Failure of a specific node in a cluster causes an infinite rebalance loop

Greetings,

I am using Couchbase Operator 1.2 to manage a Couchbase Enterprise-6.0.1 cluster in Google Kubernetes Engine. Currently I have a 5 node cluster with 2 index/data nodes and 3 everything else nodes. I have 5 buckets, one of which is a memcache, and each of these has 2 replicas. I have 7 indexes of varying complexity, each of which has 1 replica.

I have been testing node failure by deleting a server pod inside the Kubernetes cluster and letting the operator recreate the server and rebalance the cluster. If I remove one of the index nodes, the server pod is recreated, the persistent volume is reattached, the node is marked for delta recovery, and the rebalance runs to completion. The same is true for 2 of the “everything else” nodes. I can replace 4 of the 5 nodes,granted 1 at a time, without any significant issue or downtime.

However, if the server that fails is numbered 0000, the rebalance either gets stuck or fails and then continues to fail as the operator continues trying to rebalance the cluster. It doesn’t always get stuck at the same percentage of completion, I’ve seen it get to 70%, I’m currently watching a cluster that’s been stuck at 55% rebalanced for almost an hour for a 19MB database.

The database itself does continue to function, but if I lose another server while it is in this state, the cluster will never fully recover. I also have some evidence that backups are being prevented while the database is in this state but as yet I have not thoroughly tested that.

I would like to know what is causing this behaviour. I need to know how to recover from it.

Hi Tyrell,
Thanks for testing out the Operator, could you provide a capture of the logs from the cluster with rebalance hang?
Refer -> https://docs.couchbase.com/operator/1.2/cbopinfo.html
It’s not exactly clear to me if the operator and the k8s networking/dns has anything to do with this, or Couchbase itself. Thanks!

Hi Tommie,
I’ve uploaded the results of cbopinfo --collectinfo --system to DropBox:

Thanks!
I’m seeing some errors on the analytics node that I suspect to be the cause of rebalance hanging. Just after node 0001 goes down, node 0000 is reporting ‘failed to sync’ due to ‘connection refused’ and this continues even after node 0001 is recovered and during recovery attempt of 0000

2019-06-27T18:22:39.721Z ERRO CBAS.api.PartitionReplica [Executor-35:5d37cc4c1653513f42831000c5aa79a2] Failed to sync replica {"id":"0@cb-cluster-member-0001.cb-cluster-member.default.svc:9120","status":"CATCHING_UP"}
java.nio.channels.UnresolvedAddressException: null

I’ll pass this along to analytics team to have a look as well. Meanwhile I suggest trying without the analytics service and seeing that fixes issues with rebalancing.
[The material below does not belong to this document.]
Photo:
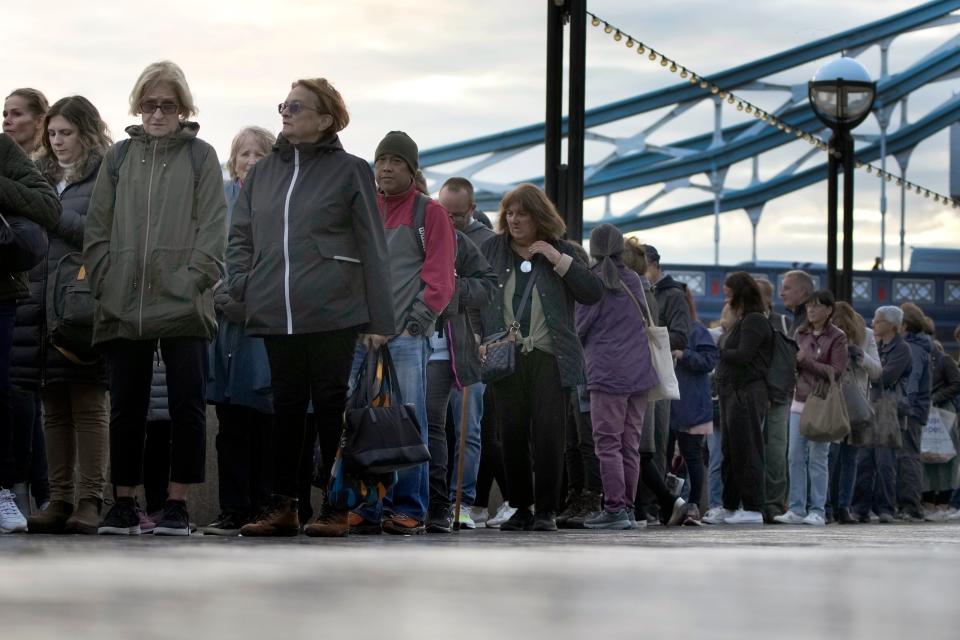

Thank you for taking a look. I tried standing up the cluster with no analytics nodes, then I deleted node 0001 and it recovered and rebalanced, which I expected. Then I dropped node 0000 and it was able to complete a rebalance after that, so I think you may have hit the nail on the head there. I’m going to run a few more drop and rebuild tests overnight and I will let you know the results.

1 Like

Overnight I set the cluster to lose a node, wait for a rebuild, lose another node, etc until all 5 nodes had been recycled. Each time, the rebalance completed. The rebalance also completed faster with each iteration, which was unexpected. What I did notice that I’m a little nervous about is that the first rebalance took over 14 minutes on a database of less than 1000 items. To be fair, I’m new to Couchbase, so maybe that’s normal? Is that longer than you’d expect for such a tiny DB, or am I just jumping at shadows?

https://developer.couchbase.com/documentation/server/3.x/admin/Tasks/rebalance-questions.html

Rebalance speed is really tied to available resources like RAM/Network/disk speed. In your GKE setup, how many nodes do you have setup? You do have 4 CB buckets with two replicas. That means each rebalance would have to recreate 2048x4 vbuckets, so this initial “lag” could be tied to disk I/O.

Thanks Tim. I will try spinning the cluster up on SSDs to test this.
However, as we are using persistent disks, shouldn’t the delta recovery be preventing a bottleneck on disk IO?

I would allocate more RAM to the data nodes. I recall that you had a lot more free RAM per node. Delta recoveries typically are faster.